I have issue showing the sigma-additivity...
 A: I assume you want to define $\mu$ on the Borel (or Lebesgue) $\sigma$-algebra in $\Bbb R$.
Let $c$ be the Cantor function, $C$ the Cantor set, and $\rho$ the Lebesgue measure. Let $\mathcal{B}$ be the Borel $\sigma$-algebra in $\Bbb R$.
Let $\mu(A) = \rho(c(A \cap C))$ for each each element $A \in \mathcal{B}$.
First, we must prove that  $\mu$ is well-defined. It means, we must prove that if $A \subseteq \Bbb R$ is Borel measurable then $c(A\cap C)$ is Borel (or Lebesgue) measurable, so we can have $\rho(c(A \cap C))$.
Let $\Sigma =\{A \subseteq \Bbb R: \exists E \subseteq [0,1] \textrm{ Borel measurable, such that } A\cap C=c^{-1}(E) \}$. It is easy to prove that $\Sigma$ is a $\sigma$-algebra and that, since $c$ is monotone, every open interval is in $\Sigma$. So $\mathcal{B} \subseteq \Sigma$.  So, if $A \subseteq \Bbb R$ is Borel measurable, there is $E$ Borel measurable such that $A\cap C=c^{-1}(E)$, so, since $c: C \rightarrow [0,1]$ is surjective, we have that $c(A\cap C)=E$ is Borel measurable. So $\mu$ is well-defined.
Let us now prove $\mu$ is a measure. We have
$$\mu(\emptyset) = \rho(c(\emptyset \cap C)) =\rho(c(\emptyset )) = \rho(\emptyset) =0$$
Now, let $\Gamma =\{ y\in [0,1] : \exists a,b \in C, a\neq b \textrm{ and } y=c(a)=c(b)\}  $. It is easy to prove that $\Gamma$ is countable and so $\rho(\Gamma)=0$.
Now let $A$ and $B$ be disjoint measurable subsets of $\Bbb R$. Then, $A \cap C$ and $B \cap C$ are disjoint measurable subsets of $C$. Note that $c(A \cap C)$ and $c(B \cap C)$ may not be disjoint, because $c$ (even restricted to $C$) is not injective, but $c(A \cap C) \cap c(B \cap C) \subseteq \Gamma$. So, $\rho(c(A \cap C) \cap c(B \cap C))=0$.
So we have
\begin{align*} 
\mu(A \cup B) & = \rho(c((A \cup B)\cap C)) =\\ 
& =  \rho(c((A\cap C) \cup ( B \cap C))) = \\ 
&=\rho(c(A\cap C) \cup c(B\cap C)) = \\
& = \rho(c(A\cap C)) + \rho(c(B\cap C)) - \rho(c(A\cap C) \cap c(B\cap C)) = \\
& = \rho(c(A\cap C)) + \rho(c(B\cap C)) = \\
& = \mu(A) + \mu(B)
\end{align*}
Now to prove that $\mu$ is $\sigma$-additive, it is enough  to prove that $\mu$ is continuous from below.
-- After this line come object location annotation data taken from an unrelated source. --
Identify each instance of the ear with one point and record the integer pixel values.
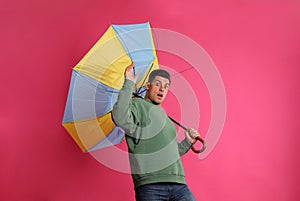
(147, 85)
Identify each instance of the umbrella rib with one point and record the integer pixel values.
(138, 92)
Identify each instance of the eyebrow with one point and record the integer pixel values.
(161, 82)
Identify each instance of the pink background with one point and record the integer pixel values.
(254, 43)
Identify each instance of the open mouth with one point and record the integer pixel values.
(160, 95)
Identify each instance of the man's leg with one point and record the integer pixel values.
(181, 192)
(153, 192)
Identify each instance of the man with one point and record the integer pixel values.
(154, 152)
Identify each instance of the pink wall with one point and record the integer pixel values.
(254, 43)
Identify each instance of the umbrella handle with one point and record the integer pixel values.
(203, 145)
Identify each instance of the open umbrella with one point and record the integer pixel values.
(97, 79)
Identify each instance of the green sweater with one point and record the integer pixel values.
(154, 153)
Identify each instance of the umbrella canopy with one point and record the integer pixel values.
(97, 79)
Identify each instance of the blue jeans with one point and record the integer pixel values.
(164, 192)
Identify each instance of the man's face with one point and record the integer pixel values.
(157, 90)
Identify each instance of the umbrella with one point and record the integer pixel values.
(97, 79)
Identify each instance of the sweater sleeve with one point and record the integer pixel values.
(124, 113)
(184, 146)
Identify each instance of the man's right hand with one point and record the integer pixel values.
(128, 73)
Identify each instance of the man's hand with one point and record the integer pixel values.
(128, 73)
(191, 134)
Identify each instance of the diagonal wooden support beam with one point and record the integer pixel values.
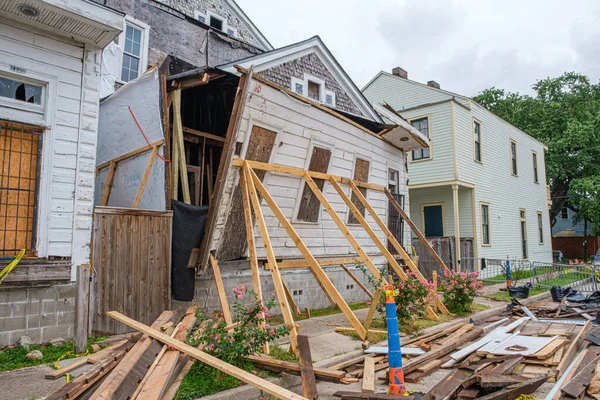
(277, 281)
(417, 232)
(380, 245)
(256, 285)
(317, 270)
(388, 234)
(342, 227)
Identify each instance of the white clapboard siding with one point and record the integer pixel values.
(298, 126)
(70, 115)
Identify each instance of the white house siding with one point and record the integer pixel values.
(68, 158)
(299, 124)
(506, 194)
(402, 93)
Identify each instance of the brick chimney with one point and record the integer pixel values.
(400, 72)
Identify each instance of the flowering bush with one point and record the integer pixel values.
(460, 289)
(248, 336)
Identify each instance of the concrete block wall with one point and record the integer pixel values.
(42, 313)
(302, 284)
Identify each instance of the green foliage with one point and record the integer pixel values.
(248, 337)
(565, 115)
(460, 290)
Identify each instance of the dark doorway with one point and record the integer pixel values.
(434, 224)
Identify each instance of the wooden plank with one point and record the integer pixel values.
(208, 359)
(301, 172)
(144, 181)
(309, 384)
(572, 350)
(81, 309)
(380, 245)
(417, 232)
(277, 281)
(372, 308)
(108, 184)
(130, 154)
(178, 138)
(318, 272)
(368, 385)
(358, 282)
(323, 262)
(221, 290)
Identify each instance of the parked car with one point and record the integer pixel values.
(557, 255)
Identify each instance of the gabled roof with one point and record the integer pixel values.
(279, 56)
(255, 31)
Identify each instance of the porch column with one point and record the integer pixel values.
(456, 227)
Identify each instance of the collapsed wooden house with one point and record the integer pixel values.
(291, 171)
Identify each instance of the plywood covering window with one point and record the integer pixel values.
(309, 203)
(361, 173)
(20, 151)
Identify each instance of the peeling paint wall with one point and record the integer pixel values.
(119, 134)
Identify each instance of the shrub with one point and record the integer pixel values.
(460, 290)
(246, 338)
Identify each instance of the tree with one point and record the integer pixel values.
(565, 115)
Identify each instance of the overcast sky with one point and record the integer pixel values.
(464, 45)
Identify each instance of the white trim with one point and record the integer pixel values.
(313, 45)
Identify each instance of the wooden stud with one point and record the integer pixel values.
(205, 358)
(417, 232)
(178, 138)
(309, 384)
(358, 282)
(82, 303)
(221, 290)
(130, 154)
(256, 285)
(380, 245)
(140, 192)
(372, 308)
(108, 184)
(277, 281)
(318, 272)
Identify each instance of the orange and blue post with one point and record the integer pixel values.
(397, 385)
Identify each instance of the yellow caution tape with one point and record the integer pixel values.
(4, 273)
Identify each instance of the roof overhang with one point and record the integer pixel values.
(404, 135)
(80, 20)
(279, 56)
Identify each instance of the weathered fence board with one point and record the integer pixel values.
(132, 262)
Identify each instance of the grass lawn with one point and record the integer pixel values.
(14, 357)
(203, 380)
(278, 319)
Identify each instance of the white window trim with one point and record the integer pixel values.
(324, 145)
(145, 28)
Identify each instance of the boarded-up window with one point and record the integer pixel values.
(309, 203)
(233, 243)
(361, 173)
(19, 158)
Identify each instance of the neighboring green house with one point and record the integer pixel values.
(481, 180)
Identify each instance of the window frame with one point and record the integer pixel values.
(540, 221)
(145, 31)
(534, 159)
(514, 167)
(475, 142)
(489, 224)
(430, 148)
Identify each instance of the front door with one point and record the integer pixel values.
(434, 224)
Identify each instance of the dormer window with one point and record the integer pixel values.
(313, 88)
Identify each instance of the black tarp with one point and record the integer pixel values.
(188, 230)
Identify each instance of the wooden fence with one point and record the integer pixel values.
(132, 262)
(572, 247)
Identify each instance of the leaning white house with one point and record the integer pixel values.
(50, 54)
(481, 180)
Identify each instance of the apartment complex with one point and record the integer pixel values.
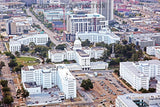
(145, 40)
(139, 73)
(47, 76)
(106, 9)
(18, 25)
(16, 42)
(81, 55)
(138, 100)
(104, 35)
(153, 50)
(85, 22)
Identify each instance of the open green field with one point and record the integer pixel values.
(27, 61)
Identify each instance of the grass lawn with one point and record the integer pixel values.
(27, 61)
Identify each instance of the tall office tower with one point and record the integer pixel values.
(106, 9)
(93, 7)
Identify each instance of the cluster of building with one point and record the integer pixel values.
(138, 74)
(81, 55)
(138, 100)
(38, 77)
(144, 40)
(17, 41)
(19, 25)
(153, 50)
(104, 35)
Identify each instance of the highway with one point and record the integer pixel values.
(49, 32)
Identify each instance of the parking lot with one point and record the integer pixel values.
(106, 88)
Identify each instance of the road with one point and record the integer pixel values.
(49, 32)
(8, 76)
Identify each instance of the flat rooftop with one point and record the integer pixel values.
(129, 99)
(30, 84)
(34, 67)
(82, 53)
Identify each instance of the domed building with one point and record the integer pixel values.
(81, 55)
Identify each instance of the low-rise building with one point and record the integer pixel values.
(158, 84)
(18, 25)
(16, 42)
(32, 87)
(138, 100)
(105, 35)
(81, 55)
(139, 73)
(47, 76)
(85, 22)
(145, 40)
(153, 50)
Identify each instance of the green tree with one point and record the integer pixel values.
(2, 64)
(18, 92)
(48, 60)
(18, 68)
(87, 84)
(24, 48)
(17, 53)
(25, 93)
(12, 56)
(87, 43)
(5, 89)
(136, 29)
(7, 53)
(41, 51)
(117, 72)
(105, 56)
(4, 83)
(50, 44)
(7, 99)
(61, 46)
(32, 45)
(124, 42)
(12, 63)
(3, 29)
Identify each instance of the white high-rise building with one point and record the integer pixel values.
(139, 73)
(106, 9)
(16, 42)
(47, 76)
(85, 22)
(81, 55)
(153, 50)
(104, 35)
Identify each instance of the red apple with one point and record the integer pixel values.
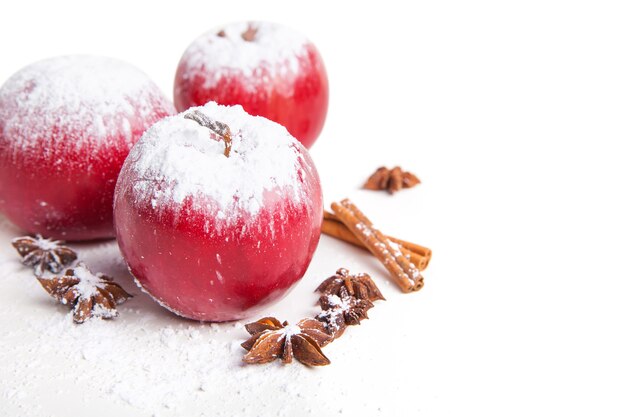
(271, 70)
(66, 126)
(216, 229)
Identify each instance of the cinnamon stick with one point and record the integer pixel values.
(422, 251)
(337, 230)
(405, 273)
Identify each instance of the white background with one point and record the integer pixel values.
(512, 114)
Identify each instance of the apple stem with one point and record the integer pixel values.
(220, 129)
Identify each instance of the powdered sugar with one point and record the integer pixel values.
(274, 48)
(89, 282)
(178, 158)
(85, 97)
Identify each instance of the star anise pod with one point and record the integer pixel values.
(43, 254)
(86, 293)
(340, 311)
(359, 286)
(270, 340)
(391, 180)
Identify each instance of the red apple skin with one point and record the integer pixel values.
(63, 191)
(303, 112)
(173, 253)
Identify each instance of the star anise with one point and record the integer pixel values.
(391, 180)
(359, 286)
(43, 254)
(342, 310)
(270, 340)
(86, 293)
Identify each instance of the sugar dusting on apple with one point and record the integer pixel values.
(66, 126)
(181, 156)
(269, 69)
(215, 237)
(220, 53)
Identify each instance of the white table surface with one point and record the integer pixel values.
(513, 117)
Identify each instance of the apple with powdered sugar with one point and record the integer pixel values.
(218, 212)
(271, 70)
(66, 126)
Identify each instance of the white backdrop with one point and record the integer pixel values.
(512, 114)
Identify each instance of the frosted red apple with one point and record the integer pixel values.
(214, 237)
(66, 126)
(270, 70)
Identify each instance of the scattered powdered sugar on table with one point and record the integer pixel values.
(148, 362)
(275, 48)
(87, 97)
(178, 158)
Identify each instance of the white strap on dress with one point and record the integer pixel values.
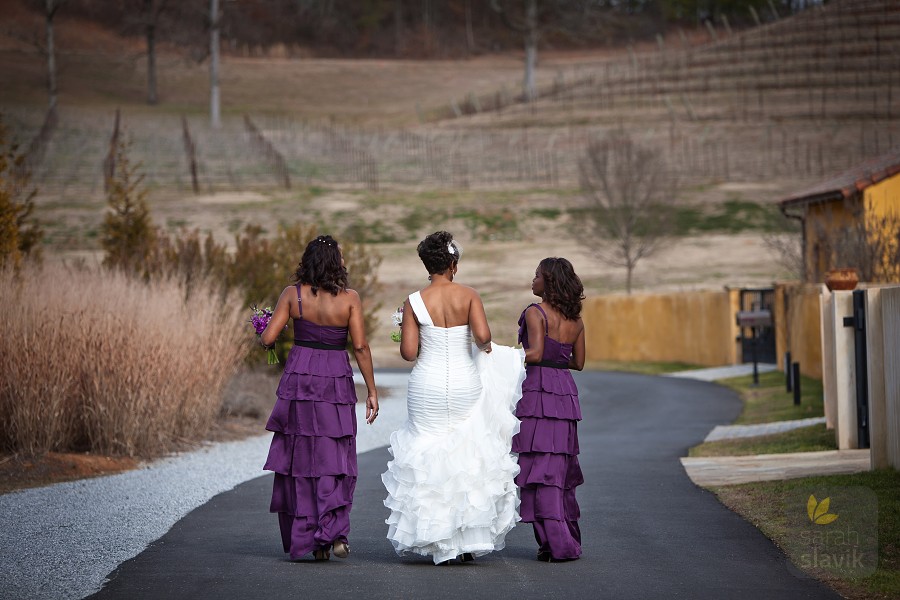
(418, 306)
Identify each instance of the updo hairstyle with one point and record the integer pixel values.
(320, 266)
(438, 252)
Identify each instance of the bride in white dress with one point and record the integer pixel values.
(450, 484)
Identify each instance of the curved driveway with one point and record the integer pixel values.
(648, 531)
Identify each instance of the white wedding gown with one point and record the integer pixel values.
(450, 483)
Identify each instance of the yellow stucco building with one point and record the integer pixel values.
(852, 220)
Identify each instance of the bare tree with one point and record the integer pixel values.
(50, 9)
(787, 249)
(528, 27)
(630, 195)
(215, 23)
(150, 12)
(868, 243)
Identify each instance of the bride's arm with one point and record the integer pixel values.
(481, 331)
(409, 334)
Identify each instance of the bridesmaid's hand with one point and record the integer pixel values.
(371, 407)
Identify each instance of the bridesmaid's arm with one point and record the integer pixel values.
(357, 327)
(534, 321)
(481, 331)
(280, 316)
(409, 334)
(578, 352)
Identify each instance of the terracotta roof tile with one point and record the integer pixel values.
(851, 181)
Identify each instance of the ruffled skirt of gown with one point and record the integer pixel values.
(313, 450)
(454, 492)
(547, 444)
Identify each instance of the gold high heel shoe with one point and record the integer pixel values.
(341, 549)
(321, 555)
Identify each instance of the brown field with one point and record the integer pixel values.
(503, 182)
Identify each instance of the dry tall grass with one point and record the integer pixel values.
(96, 360)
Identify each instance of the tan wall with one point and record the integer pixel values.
(699, 327)
(882, 202)
(692, 327)
(798, 326)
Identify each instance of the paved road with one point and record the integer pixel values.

Suppose $\{A_i\}_i$ is a non-decreasing monotonic family of measurable subsets of $\Bbb R$. Then $\{A_i \cap C\}_i$ is a  non-decreasing monotonic family of measurable subsets of $C$. Then $\{c(A_i \cap C)\}_i$ is a  non-decreasing monotonic family of measurable subsets of $[0,1]$. So, wee have
\begin{align*} 
\mu \left (\bigcup_i A_i \right )& = \rho \left (c \left ( \left ( \bigcup_i A_i \right )\cap C \right ) \right ) = \\
&= \rho \left ( \bigcup_i c(A_i \cap C)   \right) = \\
&= \lim_i \rho(c(A_i \cap C)) = \\
& =  \lim_i \mu(A_i)
\end{align*}
So $\mu$ is $\sigma$-additive.
It is immediate that $\mu(\Bbb R)= \rho(c(\Bbb R \cap C))=\rho(c(C))=\rho([0,1])=1$. So $\mu$ is a probability.  It is also immediate that if $A\cap C=\emptyset$ then $\mu(A)= \rho(c(A\cap C)) =\rho(c(\emptyset))=\rho(\emptyset) = 0$. So, a support of $\mu$ is $C$.